Hazard Terbesar adalah Saat Kita Gagal Mengenali Hazard
JAKARTA – Soerjanto Tjahjono selaku Ketua Komite Nasional Keselamatan Transportasi (KNKT) menjadi narasumber dalam kegiatan Focus Group Discussion (FGD) sidang para pakar keselamatan transportasi darat dengan tema “Komitmen Bersama dalam Rangka Menin
JAKARTA – Soerjanto Tjahjono selaku Ketua Komite Nasional Keselamatan Transportasi (KNKT) menjadi narasumber dalam kegiatan Focus Group Discussion (FGD) sidang para pakar keselamatan transportasi darat dengan tema “Komitmen Bersama dalam Rangka Meningkatkan Keselamatan Lalu Lintas dan Angkutan Jalan” yang digelar secara hybrid oleh Ditjen Perhubungan Darat Kemenhub pada 23 Maret 2022.
Mengacu berdasarkan data Kepolisian Negara Republik Indonesia, jumlah kematian akibat kecelakaan LLAJ yang terjadi sepanjang tahun 2020 mencapai 23.529 jiwa atau setara dengan 3 jiwa meninggal dunia setiap jamnya. Jumlah tersebut mengalami peningkatan di tahun ini hingga mencapai 25.000 jiwa. Dari total korban kecelakaan di jalan, sebanyak 95 persen beban produksi angkutan barang dan 85 persen angkutan penumpang bertumpu di jalan. Kondisi ini diperparah dengan adanya kendaraan Over Load Over Dimension (ODOL) yang berdampak pada kerusakan jalan dan memicu terjadinya kecelakaan.
Menteri Perhubungan, Budi Karya Sumadi mengungkapkan belakangan ini kasus kecelakaan lalu lintas marak melibatkan kendaraan angkutan umum baik angkutan barang maupun angkutan penumpang. Serta sejumlah penyebab masih tingginya angka kecelakaan lalu lintas di jalan, antara lain karena faktor cuaca, sarana, dan prasarana transportasi darat. Terkait hal tersebut, Kementerian Perhubungan melalui Ditjen Perhubungan Darat berkomitmen untuk menangani permasalahan tersebut.

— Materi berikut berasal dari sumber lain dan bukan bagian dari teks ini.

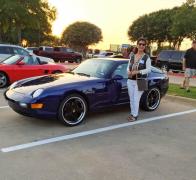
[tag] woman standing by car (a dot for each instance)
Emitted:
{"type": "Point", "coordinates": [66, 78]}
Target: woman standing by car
{"type": "Point", "coordinates": [138, 67]}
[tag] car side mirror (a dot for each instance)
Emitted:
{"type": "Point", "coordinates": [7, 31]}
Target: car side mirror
{"type": "Point", "coordinates": [20, 63]}
{"type": "Point", "coordinates": [117, 77]}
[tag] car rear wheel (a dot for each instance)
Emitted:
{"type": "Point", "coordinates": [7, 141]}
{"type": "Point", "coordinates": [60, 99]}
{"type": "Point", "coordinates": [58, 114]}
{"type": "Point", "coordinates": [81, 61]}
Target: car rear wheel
{"type": "Point", "coordinates": [72, 110]}
{"type": "Point", "coordinates": [3, 80]}
{"type": "Point", "coordinates": [151, 99]}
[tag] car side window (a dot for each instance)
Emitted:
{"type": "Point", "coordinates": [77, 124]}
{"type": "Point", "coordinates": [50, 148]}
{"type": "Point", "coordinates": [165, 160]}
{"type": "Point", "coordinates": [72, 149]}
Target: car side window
{"type": "Point", "coordinates": [29, 60]}
{"type": "Point", "coordinates": [20, 51]}
{"type": "Point", "coordinates": [121, 70]}
{"type": "Point", "coordinates": [176, 55]}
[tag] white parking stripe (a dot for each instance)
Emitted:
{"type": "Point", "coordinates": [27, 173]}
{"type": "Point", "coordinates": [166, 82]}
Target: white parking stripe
{"type": "Point", "coordinates": [3, 107]}
{"type": "Point", "coordinates": [90, 132]}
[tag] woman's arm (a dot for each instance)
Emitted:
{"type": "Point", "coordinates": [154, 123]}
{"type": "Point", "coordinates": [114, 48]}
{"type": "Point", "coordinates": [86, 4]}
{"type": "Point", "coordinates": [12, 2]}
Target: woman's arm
{"type": "Point", "coordinates": [148, 67]}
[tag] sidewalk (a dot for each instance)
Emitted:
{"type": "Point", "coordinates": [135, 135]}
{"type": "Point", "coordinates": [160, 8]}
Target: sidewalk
{"type": "Point", "coordinates": [178, 79]}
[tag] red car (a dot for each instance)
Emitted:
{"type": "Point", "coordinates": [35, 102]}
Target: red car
{"type": "Point", "coordinates": [19, 67]}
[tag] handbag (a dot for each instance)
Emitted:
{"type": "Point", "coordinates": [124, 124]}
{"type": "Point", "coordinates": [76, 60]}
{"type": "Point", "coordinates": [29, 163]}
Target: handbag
{"type": "Point", "coordinates": [142, 84]}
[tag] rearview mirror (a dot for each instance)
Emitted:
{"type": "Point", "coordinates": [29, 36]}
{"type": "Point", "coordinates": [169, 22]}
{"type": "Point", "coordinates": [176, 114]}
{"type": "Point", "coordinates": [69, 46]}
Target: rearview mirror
{"type": "Point", "coordinates": [117, 77]}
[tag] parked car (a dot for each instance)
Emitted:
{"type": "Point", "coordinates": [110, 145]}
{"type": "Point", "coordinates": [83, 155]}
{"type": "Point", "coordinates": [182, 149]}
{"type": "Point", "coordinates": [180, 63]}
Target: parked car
{"type": "Point", "coordinates": [170, 59]}
{"type": "Point", "coordinates": [70, 95]}
{"type": "Point", "coordinates": [19, 67]}
{"type": "Point", "coordinates": [116, 56]}
{"type": "Point", "coordinates": [59, 53]}
{"type": "Point", "coordinates": [31, 49]}
{"type": "Point", "coordinates": [7, 50]}
{"type": "Point", "coordinates": [103, 54]}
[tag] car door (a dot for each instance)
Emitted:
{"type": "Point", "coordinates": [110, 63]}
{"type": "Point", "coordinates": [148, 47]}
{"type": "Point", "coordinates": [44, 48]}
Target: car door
{"type": "Point", "coordinates": [121, 95]}
{"type": "Point", "coordinates": [30, 68]}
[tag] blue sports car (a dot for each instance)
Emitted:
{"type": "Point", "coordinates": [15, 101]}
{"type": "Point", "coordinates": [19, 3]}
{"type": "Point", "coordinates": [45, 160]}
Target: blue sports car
{"type": "Point", "coordinates": [94, 84]}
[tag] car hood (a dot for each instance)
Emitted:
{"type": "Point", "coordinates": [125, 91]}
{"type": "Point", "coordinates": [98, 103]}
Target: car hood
{"type": "Point", "coordinates": [27, 86]}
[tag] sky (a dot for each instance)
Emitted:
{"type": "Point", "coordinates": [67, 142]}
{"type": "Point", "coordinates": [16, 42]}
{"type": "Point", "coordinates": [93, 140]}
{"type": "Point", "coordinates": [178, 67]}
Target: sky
{"type": "Point", "coordinates": [113, 16]}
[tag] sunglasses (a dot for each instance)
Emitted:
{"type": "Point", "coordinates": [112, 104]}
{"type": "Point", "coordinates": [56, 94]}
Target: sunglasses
{"type": "Point", "coordinates": [141, 44]}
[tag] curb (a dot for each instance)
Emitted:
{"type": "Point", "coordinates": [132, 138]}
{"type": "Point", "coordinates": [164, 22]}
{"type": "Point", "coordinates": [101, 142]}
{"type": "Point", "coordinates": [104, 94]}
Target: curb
{"type": "Point", "coordinates": [181, 98]}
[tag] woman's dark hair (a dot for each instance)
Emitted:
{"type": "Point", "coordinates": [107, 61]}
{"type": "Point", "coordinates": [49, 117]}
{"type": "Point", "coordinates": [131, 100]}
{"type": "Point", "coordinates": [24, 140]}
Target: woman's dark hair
{"type": "Point", "coordinates": [135, 50]}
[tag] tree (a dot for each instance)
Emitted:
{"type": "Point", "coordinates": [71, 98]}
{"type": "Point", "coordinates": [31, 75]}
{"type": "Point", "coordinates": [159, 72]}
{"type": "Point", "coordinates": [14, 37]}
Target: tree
{"type": "Point", "coordinates": [20, 18]}
{"type": "Point", "coordinates": [80, 35]}
{"type": "Point", "coordinates": [184, 25]}
{"type": "Point", "coordinates": [155, 27]}
{"type": "Point", "coordinates": [169, 25]}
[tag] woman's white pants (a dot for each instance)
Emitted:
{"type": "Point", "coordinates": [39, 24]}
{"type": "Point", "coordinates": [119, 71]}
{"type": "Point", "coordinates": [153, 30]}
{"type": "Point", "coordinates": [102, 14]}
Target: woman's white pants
{"type": "Point", "coordinates": [134, 96]}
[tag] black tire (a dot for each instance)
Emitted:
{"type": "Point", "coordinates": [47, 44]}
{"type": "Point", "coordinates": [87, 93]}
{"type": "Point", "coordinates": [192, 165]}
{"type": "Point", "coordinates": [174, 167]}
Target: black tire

Hal yang sama juga disampaikan dalam paparan yang disampaikan Soerjanto, kasus kecelakaan kerapkali disebabkan oleh beberapa faktor dengan faktor penyebab utama yaitu fatigue atau kelelahan, “hal ini berkontribusi + 60% pada penyebab kecelakaan, banyak pengemudi yang tidak memiliki hari libur dan jam kerja yang sesuai dengan aturan Depnaker, juga tidak memiliki kualitas istirahat yang baik, sehingga kondisi ini memicu pengemudi akan mengalami kelelahan ataupun mengakibatkan meningkatnya emosional pengemudi yang akhirnya menyebabkan kecerobohan dan kecelakaan” jelasnya.
Soerjanto Tjahjono menyampaikan bahwa terdapat beberapa catatan penting yang berdasarkan hasil investigasi yang dilakukan oleh KNKT yakni, kurang optimalnya implementasi dan pengawasan terkait peraturan/regulasi di lapangan, belum adanya KPI untuk mengukur tingkat efektifitas peraturan/regulasi dan penentuan pihak yang bertanggung jawab, masih banyaknya regulasi tumpang tindih yang kerapkali sulit untuk dimplementasikan dan bahasanya yang kurang mudah dipahami.
Selain itu, perlu adanya sinkronisasi regulasi antar Direktorat, Dirjen dan Kementrian agar kewenangan dan bidangnya sesuai dengan tugas pokok masing-masing, implementasi sistem manajemen keselamatan yang masih kurang dipahami dengan baik oleh para stakeholder, sehingga hal ini menyebabkan implementasi Sistem Manajemen Keselamatan (SMK) pada sektor LLAJ kurang efektif. Kondisi ini membuat tidak terbentuknya safety culture yang sesuai dengan kaidah SMK.
Soerjanto berharap akan adanya hubungan antarpemangku kepentingan yang kondusif dan berkesinambungan agar memudahkan proses peningkatan keselamatan lalu lintas dan angkutan di jalan, “keselamatan transportasi khususnya di jalan ini perlu diimbangi keterlibatan dan partisipasi aktif dari pihak-pihak terkait baik pengguna jasa maupun pemilik dan operator, serta pemerintah sebagai pengatur sistem transportasi,” tuturnya.